Even as attorneys general from blue strongholds like California, Massachusetts and New York hasten to brand themselves as leaders of the opposition, many of their Democratic colleagues are striking a less antagonistic note as they wait to see how Mr. Trump will govern.
One incoming attorney general, T.J. Donovan of Vermont, said he was ready to collaborate with the federal government to tackle the heroin epidemic in his state, among other issues — and to dissent when necessary. “Let’s be patient and wait and see what happens,” he said. “But at the same time, let’s be prepared.”
Mr. Schneiderman, it seems, is not straining to give Mr. Trump the benefit of the doubt. Since Election Day, he said in an interview, he has spoken to several attorneys general about teaming up, as Democratic attorneys general have already done to defend Mr. Obama’s clean-power plan against Republican legal challenges.
“Life just got a lot more exciting for those of us at the state level who are now the first line of defense,” said Mr. Schneiderman, adapting a favorite catchphrase of Republican attorneys general.
Their litigiousness turned attorneys general like Greg Abbott, now the governor of Texas, into right-wing luminaries. He often rallied crowds by saying, “I go to the office in the morning, I sue Barack Obama, and then I go home.”
Next year, there is likely to be no shortage of Democrats who can say the same about Mr. Trump.
The states’ rights arguments that Republicans have made gospel for nearly eight years — that states must serve as a check against federal overreach — are likely to become convenient for Democrats.
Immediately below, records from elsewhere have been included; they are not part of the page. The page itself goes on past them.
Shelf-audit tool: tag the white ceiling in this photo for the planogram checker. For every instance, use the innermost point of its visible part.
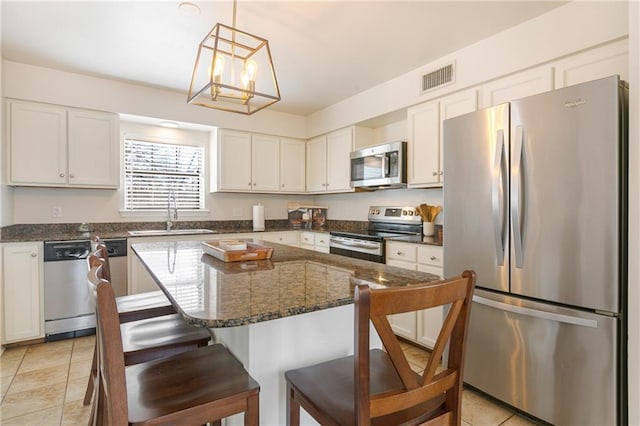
(323, 51)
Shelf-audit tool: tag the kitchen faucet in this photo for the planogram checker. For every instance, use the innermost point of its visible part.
(172, 214)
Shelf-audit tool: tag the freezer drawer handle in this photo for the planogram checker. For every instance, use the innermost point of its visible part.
(568, 319)
(498, 219)
(516, 194)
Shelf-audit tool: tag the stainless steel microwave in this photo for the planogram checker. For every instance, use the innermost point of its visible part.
(380, 166)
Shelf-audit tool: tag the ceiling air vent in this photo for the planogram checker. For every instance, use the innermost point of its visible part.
(437, 78)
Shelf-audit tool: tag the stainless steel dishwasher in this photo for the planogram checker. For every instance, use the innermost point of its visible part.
(68, 309)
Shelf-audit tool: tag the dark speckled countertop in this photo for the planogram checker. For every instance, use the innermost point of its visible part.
(211, 293)
(69, 231)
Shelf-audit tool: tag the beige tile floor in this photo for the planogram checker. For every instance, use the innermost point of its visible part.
(44, 384)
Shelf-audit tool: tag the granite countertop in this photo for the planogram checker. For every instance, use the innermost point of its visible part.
(211, 293)
(69, 231)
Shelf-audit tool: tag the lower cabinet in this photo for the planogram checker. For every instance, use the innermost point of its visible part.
(317, 241)
(289, 238)
(420, 327)
(22, 291)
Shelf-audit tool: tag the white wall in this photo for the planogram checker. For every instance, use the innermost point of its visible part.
(562, 31)
(634, 214)
(40, 84)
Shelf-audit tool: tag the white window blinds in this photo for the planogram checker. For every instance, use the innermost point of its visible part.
(153, 169)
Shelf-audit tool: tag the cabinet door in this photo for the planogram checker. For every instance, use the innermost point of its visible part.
(404, 325)
(339, 146)
(234, 161)
(422, 146)
(37, 144)
(523, 84)
(22, 289)
(593, 64)
(405, 252)
(317, 164)
(265, 163)
(453, 106)
(94, 154)
(292, 165)
(290, 238)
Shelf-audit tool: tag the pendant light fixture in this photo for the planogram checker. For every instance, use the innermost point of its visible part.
(233, 71)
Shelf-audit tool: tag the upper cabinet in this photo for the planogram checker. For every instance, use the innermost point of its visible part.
(424, 147)
(251, 162)
(292, 165)
(328, 163)
(520, 85)
(55, 146)
(593, 64)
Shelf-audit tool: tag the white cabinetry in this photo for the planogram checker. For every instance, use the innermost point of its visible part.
(593, 64)
(425, 168)
(421, 327)
(292, 165)
(248, 162)
(328, 163)
(22, 291)
(317, 241)
(523, 84)
(290, 238)
(52, 145)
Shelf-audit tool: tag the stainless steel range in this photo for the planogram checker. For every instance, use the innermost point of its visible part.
(399, 223)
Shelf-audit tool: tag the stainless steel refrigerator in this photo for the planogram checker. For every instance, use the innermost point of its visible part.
(535, 201)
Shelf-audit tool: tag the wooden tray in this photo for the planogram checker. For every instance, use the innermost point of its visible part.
(253, 252)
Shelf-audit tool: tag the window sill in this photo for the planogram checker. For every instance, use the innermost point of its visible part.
(162, 214)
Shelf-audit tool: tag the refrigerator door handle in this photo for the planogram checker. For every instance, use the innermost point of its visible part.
(498, 219)
(516, 193)
(551, 316)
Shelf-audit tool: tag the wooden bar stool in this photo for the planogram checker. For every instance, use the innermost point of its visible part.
(152, 332)
(375, 387)
(190, 388)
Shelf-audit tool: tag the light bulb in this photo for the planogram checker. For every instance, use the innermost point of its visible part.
(251, 68)
(244, 77)
(218, 65)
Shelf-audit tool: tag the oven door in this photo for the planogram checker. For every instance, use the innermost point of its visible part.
(359, 249)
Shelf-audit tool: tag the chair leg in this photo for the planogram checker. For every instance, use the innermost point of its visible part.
(88, 394)
(293, 409)
(252, 415)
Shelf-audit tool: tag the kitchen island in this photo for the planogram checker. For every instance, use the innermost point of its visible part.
(293, 310)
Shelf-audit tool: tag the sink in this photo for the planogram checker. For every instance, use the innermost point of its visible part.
(149, 232)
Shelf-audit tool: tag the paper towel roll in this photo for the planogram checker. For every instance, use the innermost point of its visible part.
(258, 217)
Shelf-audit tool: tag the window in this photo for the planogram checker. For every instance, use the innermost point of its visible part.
(153, 169)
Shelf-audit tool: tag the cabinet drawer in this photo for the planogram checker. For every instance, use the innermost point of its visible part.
(322, 239)
(401, 251)
(431, 255)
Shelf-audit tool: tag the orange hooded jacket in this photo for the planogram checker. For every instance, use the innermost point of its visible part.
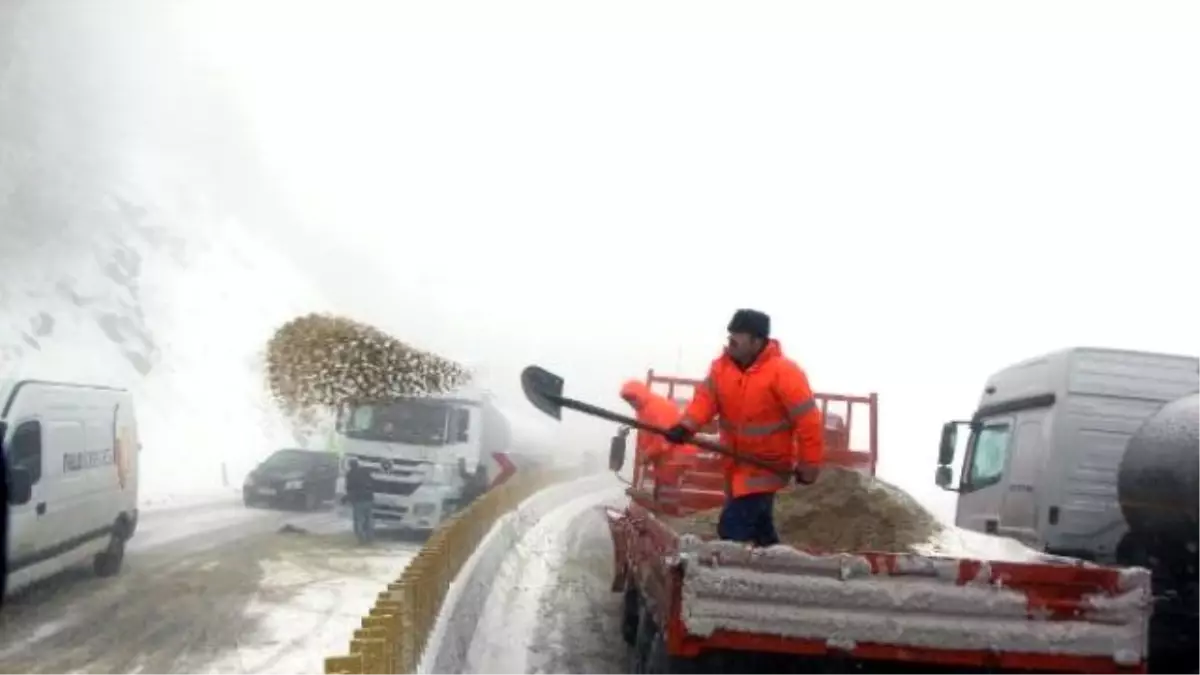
(766, 411)
(669, 460)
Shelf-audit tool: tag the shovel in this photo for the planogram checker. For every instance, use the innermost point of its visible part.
(545, 392)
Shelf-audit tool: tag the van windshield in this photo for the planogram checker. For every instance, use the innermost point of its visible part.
(414, 422)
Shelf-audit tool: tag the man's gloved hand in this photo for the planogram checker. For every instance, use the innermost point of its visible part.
(807, 473)
(678, 434)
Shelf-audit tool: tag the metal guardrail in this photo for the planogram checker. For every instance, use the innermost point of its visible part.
(395, 632)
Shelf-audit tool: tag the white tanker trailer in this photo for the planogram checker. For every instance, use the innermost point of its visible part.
(432, 455)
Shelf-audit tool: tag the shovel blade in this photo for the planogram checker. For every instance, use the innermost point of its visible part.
(544, 390)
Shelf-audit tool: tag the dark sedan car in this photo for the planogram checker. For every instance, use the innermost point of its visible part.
(293, 478)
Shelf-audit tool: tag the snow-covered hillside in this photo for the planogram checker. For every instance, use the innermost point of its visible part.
(132, 240)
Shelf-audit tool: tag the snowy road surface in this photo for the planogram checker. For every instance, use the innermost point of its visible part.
(207, 589)
(551, 610)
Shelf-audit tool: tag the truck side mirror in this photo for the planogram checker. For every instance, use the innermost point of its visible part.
(617, 453)
(949, 442)
(21, 485)
(943, 477)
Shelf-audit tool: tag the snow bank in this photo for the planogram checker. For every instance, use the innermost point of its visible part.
(467, 597)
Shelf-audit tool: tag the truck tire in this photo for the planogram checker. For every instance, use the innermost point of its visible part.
(108, 562)
(630, 610)
(651, 657)
(659, 662)
(643, 639)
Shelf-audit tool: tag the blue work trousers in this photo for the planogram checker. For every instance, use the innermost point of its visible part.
(749, 518)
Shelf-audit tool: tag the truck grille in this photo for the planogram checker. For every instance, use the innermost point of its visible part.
(393, 488)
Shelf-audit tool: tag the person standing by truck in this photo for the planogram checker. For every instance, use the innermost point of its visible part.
(361, 500)
(765, 410)
(655, 410)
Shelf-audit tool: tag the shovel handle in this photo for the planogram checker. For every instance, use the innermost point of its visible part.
(588, 408)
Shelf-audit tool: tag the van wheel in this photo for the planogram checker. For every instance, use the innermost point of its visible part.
(108, 562)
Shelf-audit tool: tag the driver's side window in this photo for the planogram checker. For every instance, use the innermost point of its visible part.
(989, 455)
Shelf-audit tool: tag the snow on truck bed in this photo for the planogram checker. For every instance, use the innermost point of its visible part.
(922, 599)
(840, 598)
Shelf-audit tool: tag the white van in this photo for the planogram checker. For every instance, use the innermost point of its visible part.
(1044, 447)
(72, 458)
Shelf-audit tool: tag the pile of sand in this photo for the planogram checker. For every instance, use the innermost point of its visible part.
(844, 511)
(321, 362)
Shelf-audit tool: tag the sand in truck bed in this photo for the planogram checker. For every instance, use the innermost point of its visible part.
(844, 511)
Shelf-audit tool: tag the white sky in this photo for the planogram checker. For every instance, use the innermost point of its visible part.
(917, 192)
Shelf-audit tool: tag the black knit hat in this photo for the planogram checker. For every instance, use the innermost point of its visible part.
(753, 322)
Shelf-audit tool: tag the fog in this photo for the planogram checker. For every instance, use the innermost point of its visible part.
(918, 197)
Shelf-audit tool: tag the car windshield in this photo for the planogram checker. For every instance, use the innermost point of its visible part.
(295, 459)
(414, 422)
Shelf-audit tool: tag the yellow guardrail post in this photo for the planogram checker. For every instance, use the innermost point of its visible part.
(394, 633)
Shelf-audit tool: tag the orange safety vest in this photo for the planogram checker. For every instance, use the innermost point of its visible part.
(765, 411)
(667, 461)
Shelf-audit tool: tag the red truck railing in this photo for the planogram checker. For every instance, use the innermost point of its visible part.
(843, 444)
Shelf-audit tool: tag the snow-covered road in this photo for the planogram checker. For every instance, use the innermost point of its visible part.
(208, 587)
(551, 610)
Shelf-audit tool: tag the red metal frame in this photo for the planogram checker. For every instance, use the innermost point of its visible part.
(645, 557)
(703, 485)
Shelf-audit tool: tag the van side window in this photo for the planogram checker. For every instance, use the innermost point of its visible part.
(27, 449)
(462, 425)
(989, 455)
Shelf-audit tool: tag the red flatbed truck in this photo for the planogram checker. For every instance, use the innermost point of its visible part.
(697, 607)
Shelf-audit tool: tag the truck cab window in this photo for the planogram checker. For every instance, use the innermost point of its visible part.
(25, 451)
(462, 425)
(989, 455)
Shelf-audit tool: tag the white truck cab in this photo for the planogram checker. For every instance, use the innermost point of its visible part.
(72, 460)
(429, 457)
(1043, 448)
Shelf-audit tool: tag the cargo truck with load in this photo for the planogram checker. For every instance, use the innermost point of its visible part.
(432, 455)
(699, 605)
(1096, 454)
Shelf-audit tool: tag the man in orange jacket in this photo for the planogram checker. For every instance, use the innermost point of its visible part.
(652, 408)
(765, 410)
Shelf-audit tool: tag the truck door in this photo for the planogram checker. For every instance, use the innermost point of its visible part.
(983, 487)
(1026, 463)
(1000, 477)
(24, 451)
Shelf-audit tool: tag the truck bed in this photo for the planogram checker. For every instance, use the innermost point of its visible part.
(720, 596)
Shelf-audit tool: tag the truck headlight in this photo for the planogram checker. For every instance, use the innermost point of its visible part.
(441, 475)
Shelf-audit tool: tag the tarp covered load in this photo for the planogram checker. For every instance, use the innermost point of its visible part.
(850, 512)
(321, 362)
(844, 511)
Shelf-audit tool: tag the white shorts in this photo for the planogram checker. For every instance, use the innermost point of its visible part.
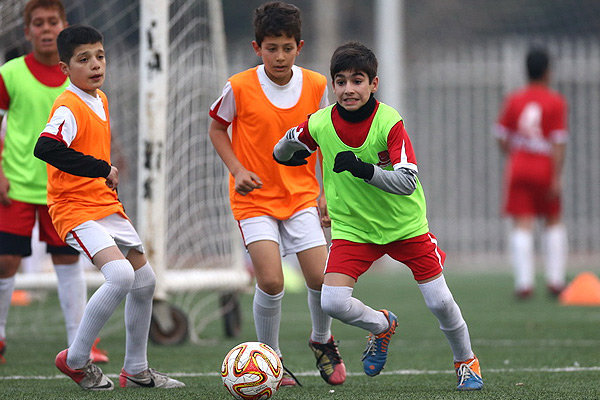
(300, 232)
(92, 236)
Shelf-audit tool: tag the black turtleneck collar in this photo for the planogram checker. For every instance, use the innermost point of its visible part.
(359, 115)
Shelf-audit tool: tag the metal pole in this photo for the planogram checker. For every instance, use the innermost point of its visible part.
(153, 91)
(389, 37)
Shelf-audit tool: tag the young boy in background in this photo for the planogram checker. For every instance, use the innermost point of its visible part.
(532, 133)
(276, 207)
(377, 206)
(28, 87)
(88, 215)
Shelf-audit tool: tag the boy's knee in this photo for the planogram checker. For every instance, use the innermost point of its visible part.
(120, 274)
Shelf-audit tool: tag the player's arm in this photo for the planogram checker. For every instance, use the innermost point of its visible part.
(4, 183)
(402, 180)
(53, 147)
(64, 158)
(245, 181)
(399, 181)
(223, 111)
(292, 148)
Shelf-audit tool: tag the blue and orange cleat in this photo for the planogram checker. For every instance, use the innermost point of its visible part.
(329, 362)
(375, 355)
(468, 375)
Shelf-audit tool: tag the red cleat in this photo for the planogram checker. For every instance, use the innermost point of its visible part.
(98, 355)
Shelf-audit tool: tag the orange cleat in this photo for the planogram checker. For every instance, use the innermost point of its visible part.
(2, 348)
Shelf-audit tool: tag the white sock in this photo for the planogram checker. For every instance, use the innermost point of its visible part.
(321, 322)
(555, 249)
(441, 303)
(119, 280)
(72, 293)
(138, 312)
(338, 302)
(521, 250)
(267, 317)
(7, 286)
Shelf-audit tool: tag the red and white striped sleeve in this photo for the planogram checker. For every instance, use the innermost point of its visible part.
(62, 126)
(223, 109)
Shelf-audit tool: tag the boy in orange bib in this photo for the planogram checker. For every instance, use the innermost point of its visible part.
(88, 215)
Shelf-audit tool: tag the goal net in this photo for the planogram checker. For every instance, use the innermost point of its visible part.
(202, 249)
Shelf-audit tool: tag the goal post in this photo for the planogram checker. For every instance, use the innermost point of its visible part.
(152, 135)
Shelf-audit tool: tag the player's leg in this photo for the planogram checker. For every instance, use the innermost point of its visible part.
(8, 268)
(302, 234)
(521, 205)
(426, 260)
(138, 308)
(72, 291)
(16, 224)
(555, 247)
(346, 262)
(522, 255)
(261, 237)
(93, 240)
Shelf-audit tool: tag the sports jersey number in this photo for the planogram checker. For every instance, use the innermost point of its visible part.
(530, 121)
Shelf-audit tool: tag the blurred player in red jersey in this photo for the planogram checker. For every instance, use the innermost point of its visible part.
(28, 87)
(532, 133)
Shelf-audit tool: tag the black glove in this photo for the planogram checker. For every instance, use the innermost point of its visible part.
(347, 161)
(298, 158)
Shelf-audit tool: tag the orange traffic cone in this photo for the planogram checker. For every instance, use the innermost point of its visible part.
(584, 290)
(20, 298)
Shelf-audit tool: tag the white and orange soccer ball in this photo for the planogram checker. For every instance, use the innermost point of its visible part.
(252, 371)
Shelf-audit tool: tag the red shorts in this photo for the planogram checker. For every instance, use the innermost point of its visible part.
(421, 254)
(528, 184)
(18, 219)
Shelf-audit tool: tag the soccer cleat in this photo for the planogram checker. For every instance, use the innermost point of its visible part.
(2, 349)
(375, 355)
(524, 294)
(288, 379)
(149, 378)
(98, 355)
(329, 362)
(468, 374)
(90, 377)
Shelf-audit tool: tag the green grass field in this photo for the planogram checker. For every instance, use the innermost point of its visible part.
(528, 350)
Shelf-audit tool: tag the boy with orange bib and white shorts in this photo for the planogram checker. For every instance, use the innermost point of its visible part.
(28, 87)
(276, 207)
(88, 215)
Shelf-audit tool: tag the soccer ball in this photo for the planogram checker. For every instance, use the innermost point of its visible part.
(252, 371)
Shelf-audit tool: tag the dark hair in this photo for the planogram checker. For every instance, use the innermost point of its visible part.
(277, 18)
(33, 4)
(353, 56)
(69, 38)
(538, 62)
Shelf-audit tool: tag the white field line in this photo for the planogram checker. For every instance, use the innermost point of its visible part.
(315, 373)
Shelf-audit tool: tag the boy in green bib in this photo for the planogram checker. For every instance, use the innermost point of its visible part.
(377, 206)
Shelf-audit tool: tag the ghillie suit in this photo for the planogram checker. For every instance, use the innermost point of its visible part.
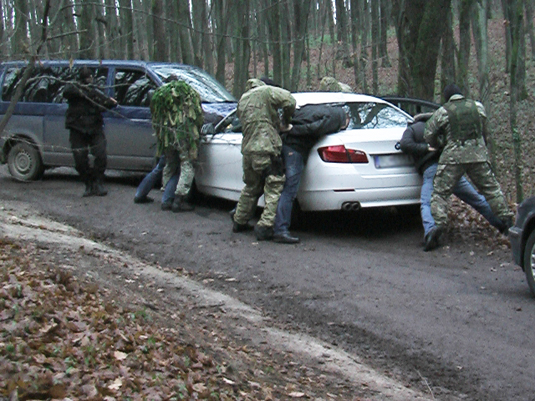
(177, 118)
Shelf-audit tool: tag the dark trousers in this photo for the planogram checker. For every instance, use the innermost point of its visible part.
(82, 144)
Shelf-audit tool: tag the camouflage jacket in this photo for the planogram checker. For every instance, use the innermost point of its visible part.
(258, 111)
(459, 128)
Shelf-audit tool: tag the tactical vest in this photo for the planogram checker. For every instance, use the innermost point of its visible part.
(464, 119)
So are the legal tactics that Republican attorneys general used to stifle Obama administration programs, including filing lawsuits in front of friendly local judges to win nationwide injunctions against policies they hoped to stop, said Amanda Frost, a professor at American University’s Washington College of Law.
With Mr. Trump’s ascension, attorneys general of both parties may shuck any remaining veneer of nonpartisanship, even as they continue to wade across party boundaries on investigations involving consumer protection or pharmaceutical pricing.
According to Paul Nolette, a political-science professor at Marquette University, who studies attorneys general, Republican attorneys general filed partisan legal briefs in only five Supreme Court cases during the Clinton administration, a figure that rose to 97 in the first seven years of the Obama administration.
“Things are being driven more by partisan politics,” Mr. Nolette said. “On virtually every hot-button issue you can imagine, A.G.s are signaling where they stand.”
As Mr. Abbott and Mr. Pruitt found, there are certain advantages to occupying a high-profile law enforcement office with an anti-Washington megaphone.
Josh Shapiro, the incoming Democratic attorney general of Pennsylvania, said he had turned down a run for the Senate this year in favor of the attorney general race. “I believe it to be the most impactful job in government today,” he said.
Other Democrats said they were watching how Mr. Trump would treat the Consumer Financial Protection Board and the Federal Trade Commission.
Under Mr. Obama, attorneys general have grown used to working closely with both agencies on consumer and antitrust issues — “It’s been the golden years,” said Tom Miller, the longtime Democratic attorney general of Iowa — and several said they feared federal regulatory might would shrivel under the new administration, leaving states to try to hold the line with far fewer resources.
“I don’t want to pick fights before there are fights,” said Brian Frosh, the Democratic attorney general of Maryland. “But based on the campaign, there’s cause for concern.”